Notably, Apple's development teams confirm this aligns with their real-time AR ambitions. The technology's ability to handle movement during scanning (unlike rigid photogrammetry) opens doors for biomechanics research and sports analytics.

Implementation Challenges and Solutions

While promising, Gaussian splatting has hurdles. Based on FBFX's trials:

  • Hardware mismatch: Existing multi-lens photogrammetry rigs aren't ideal. Single-lens setups yield better results. Solution: Dedicate modified DSLR arrays
  • Motion artifacts: Quick movements cause "janky" splats. Fix: Shoot at 120fps and extract every 5th frame
  • Material limitations: Highly reflective surfaces still struggle. Workaround: Apply matte sprays temporarily

Pro Tip: Start with drone footage—consistent motion and altitude simplify initial tests. FBFX achieved usable results using a $500 consumer drone over construction sites.

Future Development Path

Three key advancements are emerging:

  1. AI-assisted refinement: Tools like SplatFlow use machine learning to reduce processing time by 40% while enhancing detail
  2. Holographic integration: Microsoft's HoloLens team experiments with splat-based holograms that maintain photorealistic lighting without polygon constraints
  3. Dynamic lighting separation: University of Cambridge research aims to "unbake" lighting, allowing post-scan adjustments

Chris from FBFX notes: "We're rebuilding our pipeline around splatting. In 18 months, this could replace 30% of traditional VFX workflows."

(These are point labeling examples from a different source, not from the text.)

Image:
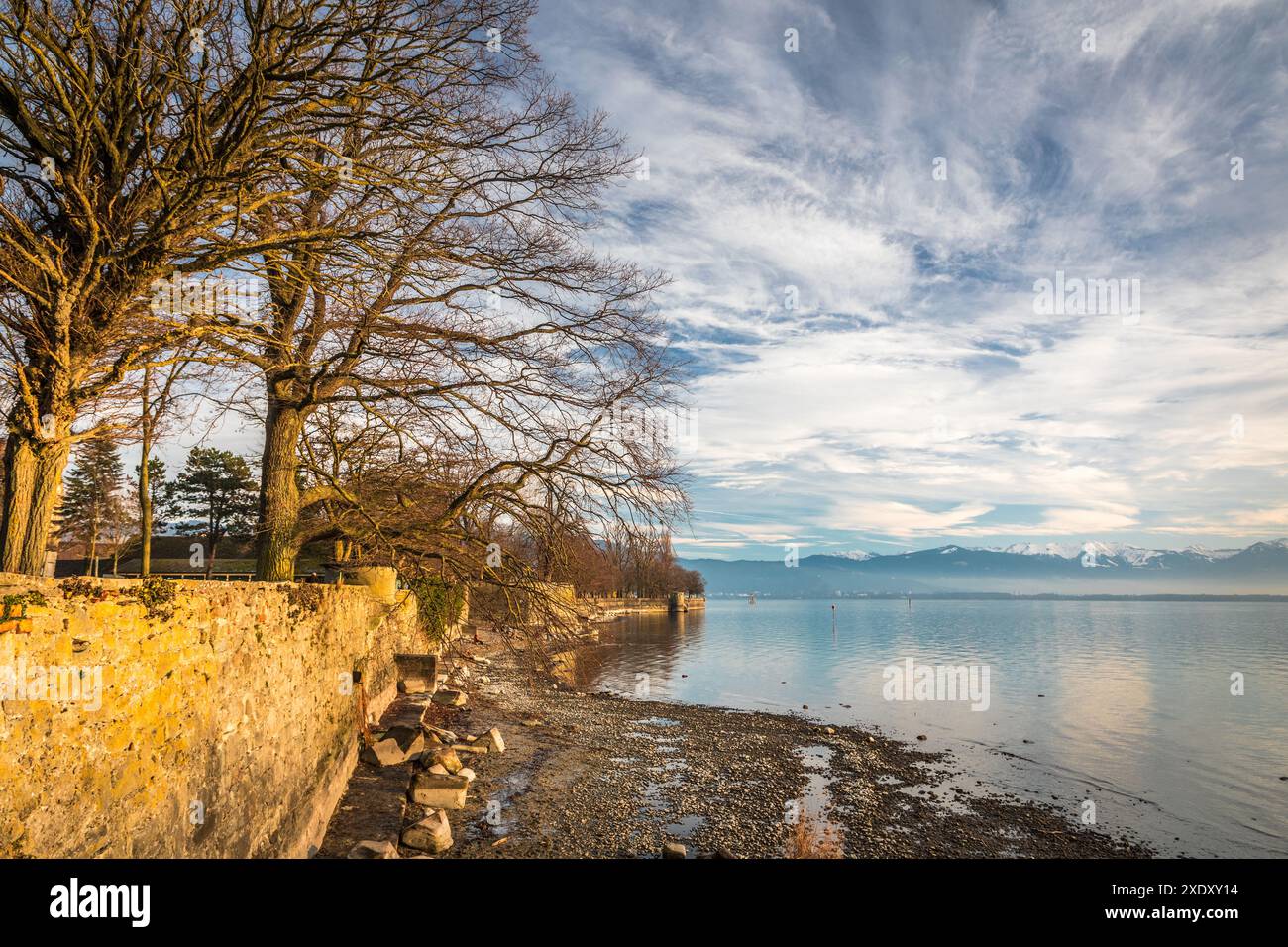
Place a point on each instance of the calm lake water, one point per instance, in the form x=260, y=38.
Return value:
x=1126, y=703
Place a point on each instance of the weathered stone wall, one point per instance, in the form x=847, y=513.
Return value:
x=224, y=729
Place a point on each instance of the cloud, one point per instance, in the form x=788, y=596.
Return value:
x=913, y=392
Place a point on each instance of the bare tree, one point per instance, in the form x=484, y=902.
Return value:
x=454, y=303
x=143, y=137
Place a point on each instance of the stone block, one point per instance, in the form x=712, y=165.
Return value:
x=432, y=834
x=436, y=791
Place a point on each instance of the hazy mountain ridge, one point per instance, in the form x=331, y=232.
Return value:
x=1086, y=569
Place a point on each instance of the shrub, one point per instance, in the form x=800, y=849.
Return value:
x=439, y=603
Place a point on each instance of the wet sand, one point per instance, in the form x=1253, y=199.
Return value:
x=596, y=775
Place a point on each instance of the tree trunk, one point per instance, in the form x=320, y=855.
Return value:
x=34, y=474
x=145, y=480
x=275, y=543
x=211, y=544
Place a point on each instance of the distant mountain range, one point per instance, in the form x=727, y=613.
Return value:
x=1090, y=569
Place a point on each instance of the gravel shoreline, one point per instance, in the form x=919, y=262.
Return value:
x=603, y=776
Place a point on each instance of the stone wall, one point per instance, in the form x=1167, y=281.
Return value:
x=226, y=728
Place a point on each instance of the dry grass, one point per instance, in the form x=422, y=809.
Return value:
x=812, y=838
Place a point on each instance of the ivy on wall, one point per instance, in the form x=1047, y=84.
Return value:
x=439, y=603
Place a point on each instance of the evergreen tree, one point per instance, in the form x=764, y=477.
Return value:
x=217, y=489
x=94, y=508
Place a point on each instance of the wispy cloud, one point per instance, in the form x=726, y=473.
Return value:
x=913, y=393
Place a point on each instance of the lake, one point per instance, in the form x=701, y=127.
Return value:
x=1125, y=703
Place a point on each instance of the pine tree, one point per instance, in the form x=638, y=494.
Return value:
x=217, y=488
x=94, y=506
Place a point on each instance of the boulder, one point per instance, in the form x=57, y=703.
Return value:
x=437, y=791
x=374, y=849
x=432, y=834
x=445, y=757
x=397, y=745
x=438, y=733
x=494, y=738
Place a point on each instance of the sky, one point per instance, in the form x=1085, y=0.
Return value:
x=858, y=205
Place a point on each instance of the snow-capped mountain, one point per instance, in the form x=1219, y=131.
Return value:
x=1074, y=569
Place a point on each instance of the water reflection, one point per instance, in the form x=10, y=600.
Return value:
x=1127, y=703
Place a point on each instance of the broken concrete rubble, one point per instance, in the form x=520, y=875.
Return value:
x=432, y=834
x=437, y=791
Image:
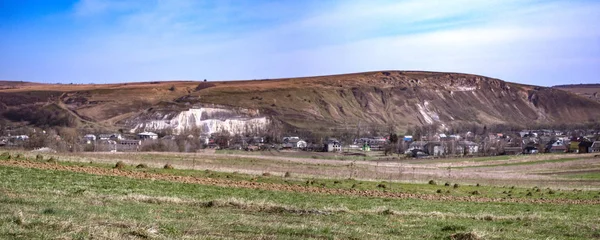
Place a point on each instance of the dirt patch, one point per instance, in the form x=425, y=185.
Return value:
x=572, y=172
x=278, y=187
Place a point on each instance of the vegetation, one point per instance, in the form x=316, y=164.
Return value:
x=63, y=204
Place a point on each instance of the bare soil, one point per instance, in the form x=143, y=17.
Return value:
x=277, y=187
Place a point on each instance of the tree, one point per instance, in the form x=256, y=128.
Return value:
x=393, y=138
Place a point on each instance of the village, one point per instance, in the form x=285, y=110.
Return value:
x=427, y=145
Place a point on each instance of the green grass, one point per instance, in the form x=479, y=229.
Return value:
x=440, y=188
x=527, y=163
x=44, y=204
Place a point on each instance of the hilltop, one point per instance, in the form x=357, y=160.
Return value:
x=591, y=91
x=375, y=99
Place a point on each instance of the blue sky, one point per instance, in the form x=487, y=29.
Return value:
x=104, y=41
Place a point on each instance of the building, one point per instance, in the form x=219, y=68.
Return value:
x=595, y=147
x=89, y=138
x=295, y=143
x=148, y=136
x=585, y=146
x=469, y=147
x=333, y=145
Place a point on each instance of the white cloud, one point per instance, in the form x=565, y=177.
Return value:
x=527, y=41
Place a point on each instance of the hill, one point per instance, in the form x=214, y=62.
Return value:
x=374, y=99
x=591, y=91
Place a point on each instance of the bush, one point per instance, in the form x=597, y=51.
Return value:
x=465, y=236
x=141, y=165
x=120, y=165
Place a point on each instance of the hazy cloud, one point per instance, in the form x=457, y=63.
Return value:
x=538, y=42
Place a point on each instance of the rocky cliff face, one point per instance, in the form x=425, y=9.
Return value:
x=206, y=120
x=379, y=99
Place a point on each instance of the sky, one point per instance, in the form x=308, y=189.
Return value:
x=546, y=43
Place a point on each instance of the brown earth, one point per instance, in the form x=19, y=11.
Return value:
x=278, y=187
x=591, y=91
x=375, y=99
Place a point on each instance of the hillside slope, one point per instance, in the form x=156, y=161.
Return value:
x=381, y=99
x=591, y=91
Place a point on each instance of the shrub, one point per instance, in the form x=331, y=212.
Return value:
x=454, y=228
x=387, y=212
x=141, y=165
x=465, y=236
x=120, y=165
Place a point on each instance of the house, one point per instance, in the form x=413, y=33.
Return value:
x=116, y=136
x=21, y=137
x=556, y=146
x=435, y=148
x=574, y=145
x=513, y=150
x=595, y=147
x=417, y=145
x=584, y=146
x=295, y=143
x=148, y=135
x=130, y=142
x=558, y=149
x=333, y=145
x=469, y=147
x=89, y=138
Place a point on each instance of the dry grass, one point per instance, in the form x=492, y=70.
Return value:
x=120, y=165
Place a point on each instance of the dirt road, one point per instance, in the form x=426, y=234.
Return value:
x=278, y=187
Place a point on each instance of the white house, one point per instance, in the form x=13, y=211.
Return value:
x=89, y=138
x=148, y=135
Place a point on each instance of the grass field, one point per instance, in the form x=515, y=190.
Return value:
x=83, y=200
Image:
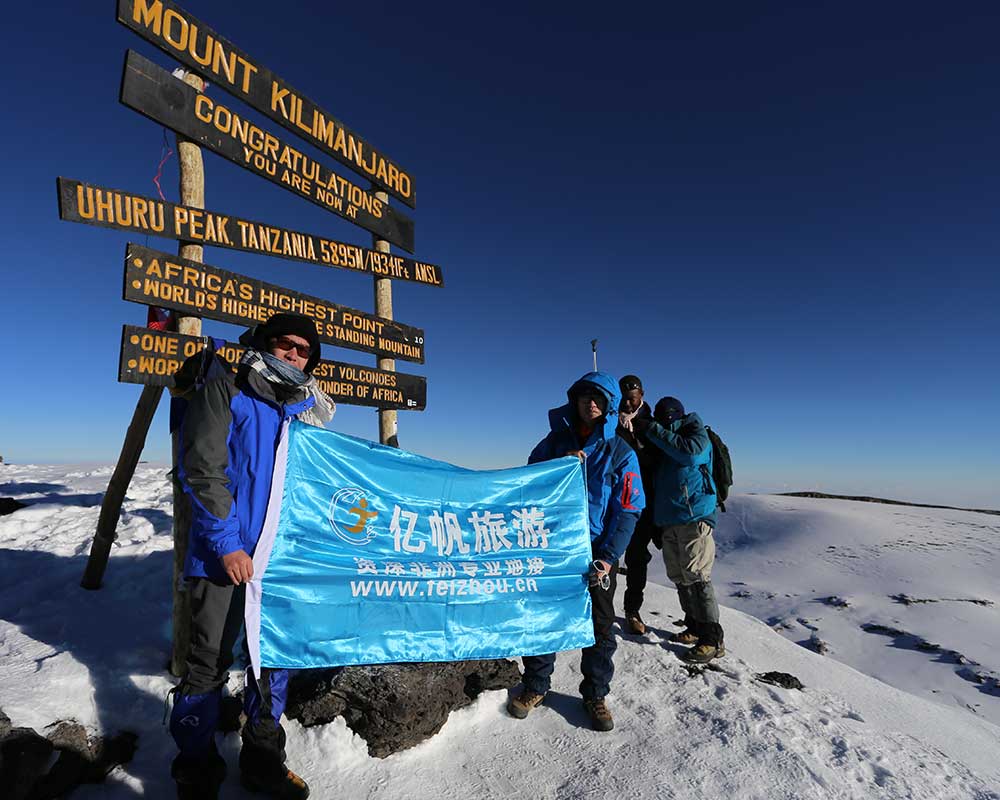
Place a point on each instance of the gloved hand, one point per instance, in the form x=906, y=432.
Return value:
x=640, y=425
x=600, y=574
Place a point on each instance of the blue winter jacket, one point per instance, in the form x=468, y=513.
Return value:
x=614, y=486
x=229, y=436
x=685, y=491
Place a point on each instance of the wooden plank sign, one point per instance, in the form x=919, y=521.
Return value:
x=125, y=211
x=160, y=279
x=155, y=93
x=201, y=49
x=152, y=357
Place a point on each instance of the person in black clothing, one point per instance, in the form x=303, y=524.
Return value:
x=637, y=557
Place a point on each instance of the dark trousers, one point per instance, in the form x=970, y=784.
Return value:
x=597, y=661
x=637, y=558
x=216, y=621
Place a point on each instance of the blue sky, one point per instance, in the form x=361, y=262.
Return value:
x=785, y=216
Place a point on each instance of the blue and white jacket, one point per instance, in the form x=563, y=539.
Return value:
x=685, y=491
x=614, y=485
x=229, y=436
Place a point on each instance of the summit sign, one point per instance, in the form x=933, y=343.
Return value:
x=198, y=47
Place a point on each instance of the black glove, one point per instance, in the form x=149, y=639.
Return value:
x=597, y=578
x=640, y=425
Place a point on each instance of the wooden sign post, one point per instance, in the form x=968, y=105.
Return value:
x=192, y=194
x=193, y=289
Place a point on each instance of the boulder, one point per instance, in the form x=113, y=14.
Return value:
x=8, y=505
x=394, y=706
x=25, y=757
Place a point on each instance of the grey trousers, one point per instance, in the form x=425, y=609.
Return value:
x=688, y=555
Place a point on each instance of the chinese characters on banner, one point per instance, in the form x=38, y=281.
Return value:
x=375, y=555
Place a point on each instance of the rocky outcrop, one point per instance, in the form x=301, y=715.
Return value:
x=394, y=706
x=25, y=756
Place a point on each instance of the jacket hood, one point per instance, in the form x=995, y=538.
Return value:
x=565, y=416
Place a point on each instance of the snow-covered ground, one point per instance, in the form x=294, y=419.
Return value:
x=878, y=585
x=100, y=657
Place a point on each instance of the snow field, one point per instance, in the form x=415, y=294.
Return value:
x=100, y=658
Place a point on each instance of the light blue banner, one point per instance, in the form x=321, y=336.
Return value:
x=375, y=555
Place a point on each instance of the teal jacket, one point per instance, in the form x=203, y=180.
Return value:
x=685, y=491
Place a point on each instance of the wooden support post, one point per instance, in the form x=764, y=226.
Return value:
x=387, y=421
x=192, y=191
x=111, y=506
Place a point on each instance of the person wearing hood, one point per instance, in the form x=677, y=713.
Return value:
x=228, y=440
x=685, y=510
x=585, y=427
x=634, y=407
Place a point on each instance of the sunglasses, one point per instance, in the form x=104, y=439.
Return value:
x=284, y=343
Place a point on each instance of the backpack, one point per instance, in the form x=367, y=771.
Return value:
x=722, y=467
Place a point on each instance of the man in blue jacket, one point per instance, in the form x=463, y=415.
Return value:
x=685, y=510
x=585, y=427
x=229, y=436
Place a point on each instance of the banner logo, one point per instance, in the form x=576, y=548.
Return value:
x=351, y=516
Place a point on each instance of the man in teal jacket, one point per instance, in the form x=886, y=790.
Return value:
x=585, y=427
x=685, y=510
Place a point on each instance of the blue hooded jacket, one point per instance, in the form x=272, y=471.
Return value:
x=685, y=491
x=229, y=437
x=614, y=486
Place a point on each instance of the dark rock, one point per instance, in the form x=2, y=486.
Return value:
x=82, y=758
x=782, y=679
x=24, y=758
x=394, y=706
x=8, y=505
x=882, y=630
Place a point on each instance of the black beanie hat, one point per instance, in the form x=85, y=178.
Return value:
x=259, y=337
x=667, y=410
x=630, y=382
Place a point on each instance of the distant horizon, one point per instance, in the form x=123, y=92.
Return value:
x=735, y=490
x=785, y=216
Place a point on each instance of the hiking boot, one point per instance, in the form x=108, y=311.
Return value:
x=199, y=778
x=687, y=636
x=703, y=653
x=634, y=623
x=284, y=787
x=600, y=717
x=519, y=707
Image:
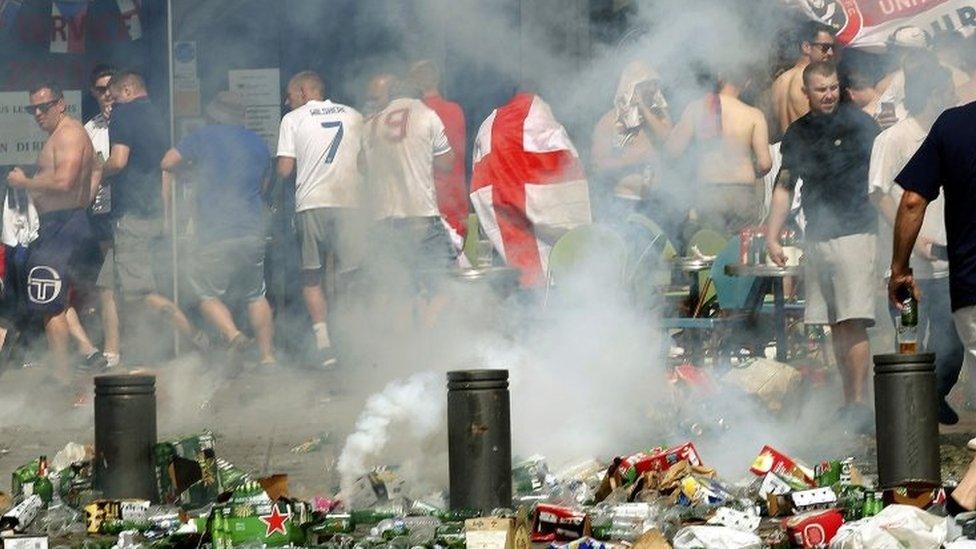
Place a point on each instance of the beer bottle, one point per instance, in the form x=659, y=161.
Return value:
x=868, y=507
x=908, y=325
x=43, y=486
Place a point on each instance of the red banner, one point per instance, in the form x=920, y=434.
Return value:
x=869, y=23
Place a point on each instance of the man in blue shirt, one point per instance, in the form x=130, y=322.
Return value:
x=137, y=136
x=231, y=167
x=947, y=161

Action Plan for Early Adoption

  1. Test your existing scans: Run old photogrammetry data through Gaussian splatting software (most retain usable data)
  2. Start simple: Capture static objects with single-camera video circling the subject
  3. Experiment with dynamic elements: Fire or flowing water to stress-test capabilities

Recommended Tools

  • SplatStudio (Beginner): Intuitive interface with cloud processing. Free tier available
  • GauRilla Pro (Advanced): Command-line control for custom parameters. Handles drone footage optimally
  • Community Resources: SplatHackers Discord for troubleshooting and the Gaussian Splatting Cookbook PDF with industry case studies

Gaussian splatting isn't just an upgrade—it reshapes how we digitize reality. The ability to spin photorealistic 3D models on any device democratizes high-end visualization. As FBFX's experiments prove, early adopters gain significant workflow advantages.

"Which application excites you most—film production, cultural preservation, or something else entirely? Share your dream use case in the comments!"